Exploiting animal toxins to probe molecular mechanisms of pain
- Author(s): Zhang, Chuchu
- Advisor(s): Julius, David
- Basbaum, Allan I
- et al.
Venoms from spiders, snakes, cone snails and scorpions have evolved to produce a
vast pharmacopoeia of toxins that modulate receptor or channel function as a means of
producing shock, hemolysis, paralysis and pain. As such, venoms from these animals
represent a rich potential source of potent and selective toxins that can be exploited to
study and manipulate somatosensory and nociceptive signaling pathways.
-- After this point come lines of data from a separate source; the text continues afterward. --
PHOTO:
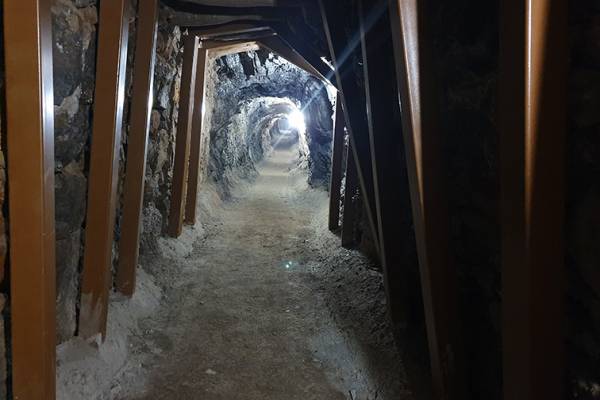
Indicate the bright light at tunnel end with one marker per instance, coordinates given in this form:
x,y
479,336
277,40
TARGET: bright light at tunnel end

In this work, I
have identified and characterized two novel toxins from the Brazilian lancehead pit viper
(Bothrops moojeni) and Tanzania blue ringleg centipede (Scolopendra morsitans). The
Brazilian lancehead snake venom contains a novel secreted phospholipase A2
(sPLA2)-like protein that can promote ATP release from pannexin hemichannels.
Studies on the cellular and behavioral effects of this toxin reveal a role of regulated
endogenous nucleotide release in nociception. The discovered Tanzania blue ringleg
centipede toxin represents a new family of toxins that show evolutionary relationship
with α-scorpion toxins and could potentially function as potassium channel blockers.